Table 3.

Explained variance in child amygdala and hippocampus volumes by maternal cortisol concentrations in mid and late gestation over and above variation explained by cortisol concentrations in early gestation

	Right amygdala	Left amygdala	Right hippocampus	Left hippocampus
Model 1: Maternal cortisol in midgestation (AUC1)
Girls	0.008 ± 0.04	0.02 ± 0.03	−0.03 ± 0.08	0.02 ± 0.07
P value	0.83	0.48	0.70	0.78
Boys	−0.009 ± 0.02	0 ± 0.02	0 ± 0.05	0.02 ± 0.05
P value	0.67	0.89	0.92	0.68
Model 2: Maternal cortisol in late gestation (AUC2)
Girls	0 ± 0.03	0 ± 0.03	0.01 ± 0.09	0.01 ± 0.09
P value	0.99	0.91	0.83	0.89
Boys	−0.014 ± 0.04	0 ± 0.04	−0.07 ± 0.13	−0.04 ± 0.12
P value	0.73	0.99	0.59	0.76

Values presented as β ± SEM. Sex-specific associations between maternal cortisol concentrations and child brain volumes were assessed by including an interaction term between maternal cortisol in pregnancy and sex of the child.
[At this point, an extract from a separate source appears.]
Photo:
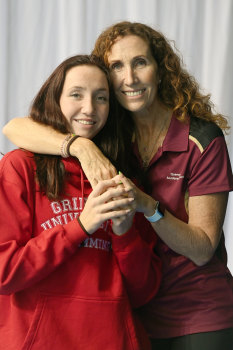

All regression analyses were adjusted for obstetric risk, length of gestation, birth weight percentile, child age, sex, handedness, and maternal depression at child follow-up. The following regression model was applied. Child brain volume = β₀ + β₁ * maternal cortisol¹ + β₂ * sex + β₁₂ * (maternal cortisol¹ * sex) + β₃ * obstetric risk + β₄ * birth weight percentiles + β₅ * length of gestation + β₆ * maternal depression at child assessment + β₇ * child age at MRI assessment + β₈ * child handedness” + β₉ * maternal cortisol earlier in gestation². (¹AUC₁ in model 1 and AUC₂ in model 2; ²Maternal cortisol concentrations at 15 wk gestation in model 1 and AUC₁ in model 2.) Note that, by setting sex = 0 for girls, the estimate of β₁ provides the expected change in brain volume corresponding to one unit increase in maternal cortisol among girls. By setting sex = 1 for boys, the estimate of β₁ + β₁₂ provides the expected change in brain volume corresponding to one unit increase in maternal cortisol among boys.